Nas provas apresentadas, o principal advogado de direitos humanos Edward Fitzgerald CBE QC disse que o tratamento do Falun Gong na China pode atender à definição legal de genocídio. O Tribunal concluiu que tais atos constituíam crimes contra a humanidade e disse que era certo, sem dúvida razoável, que eles haviam ocorrido.

Essa constatação condenatória ecoa a do Comitê Executivo do Congresso dos EUA em 2018 de que o internamento arbitrário em massa de até um milhão ou mais de uigures e outras minorias étnicas muçulmanas em campos de “reeducação política” no oeste da China pode ser o maior encarceramento de uma população de minoria étnica desde a Segunda Guerra Mundial e pode constituir crimes contra a humanidade.

Apesar desses recentes e atuais abusos dos direitos humanos, alguns representantes do Vaticano envergonharam seu cargo e sua profissão cristã em suas respostas às preocupações com o acordo provisório da Santa Sé, em 22 de setembro de 2018, com a RPC. Em 2018, o bispo Marcelo Sánchez Sorondo, chefe da Pontifícia Academia de Ciências Sociais, afirmou que o governo chinês “havia realizado a reforma do sistema de doação de órgãos” e chegou a afirmar que “aqueles que melhor implementam a doutrina social da igreja são os chineses ”.

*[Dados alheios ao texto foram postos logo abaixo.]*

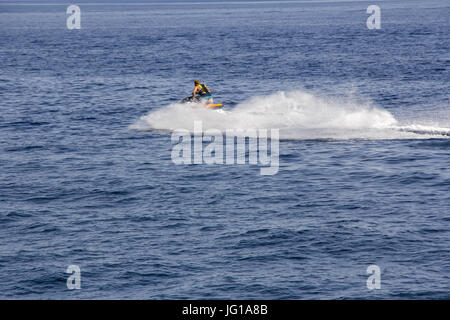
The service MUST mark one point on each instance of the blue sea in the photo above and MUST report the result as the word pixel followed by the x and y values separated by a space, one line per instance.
pixel 87 176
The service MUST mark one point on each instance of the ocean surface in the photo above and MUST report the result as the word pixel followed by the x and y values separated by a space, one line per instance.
pixel 87 177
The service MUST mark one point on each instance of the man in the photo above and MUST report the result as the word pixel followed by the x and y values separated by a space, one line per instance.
pixel 203 91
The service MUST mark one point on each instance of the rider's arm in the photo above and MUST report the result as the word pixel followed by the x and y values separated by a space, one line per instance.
pixel 193 92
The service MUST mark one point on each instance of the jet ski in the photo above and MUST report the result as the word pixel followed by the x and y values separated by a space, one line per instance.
pixel 196 102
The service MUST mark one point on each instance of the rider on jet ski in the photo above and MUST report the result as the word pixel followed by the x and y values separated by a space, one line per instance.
pixel 203 91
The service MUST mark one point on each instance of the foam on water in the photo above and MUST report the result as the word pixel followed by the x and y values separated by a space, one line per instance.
pixel 298 115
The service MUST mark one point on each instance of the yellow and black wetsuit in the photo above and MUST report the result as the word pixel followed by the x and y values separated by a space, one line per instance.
pixel 203 91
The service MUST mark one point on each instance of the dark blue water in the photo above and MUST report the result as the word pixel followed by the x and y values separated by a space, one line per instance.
pixel 85 151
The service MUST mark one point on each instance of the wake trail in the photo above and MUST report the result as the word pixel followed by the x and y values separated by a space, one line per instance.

Observamos que o texto do tratado foi mantido tão secreto que nem mesmo o cardeal Zen realmente viu uma cópia do acordo. Isso por si só é um escândalo.

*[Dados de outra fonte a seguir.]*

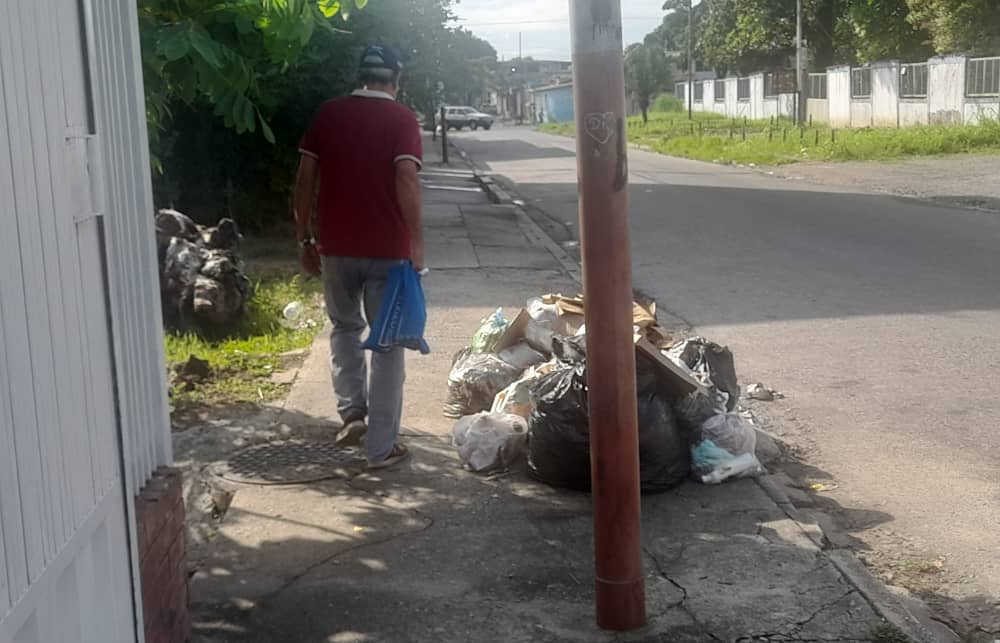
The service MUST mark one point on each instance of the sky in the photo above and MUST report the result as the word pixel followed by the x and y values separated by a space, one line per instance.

O argumento de se opor ao acordo do Vaticano com o governo de Xi Jinping, que também assedia e detém os principais clérigos católicos e destrói santuários e igrejas católicos que se recusam a se juntar à “Igreja Patriótica” oficial, já era formidável. Agora, é indiscutível. Chegou a hora de o Vaticano rescindir seu tratado com a República Popular da China e, ao fazê-lo, se solidariza com todas as vítimas da opressão totalitária.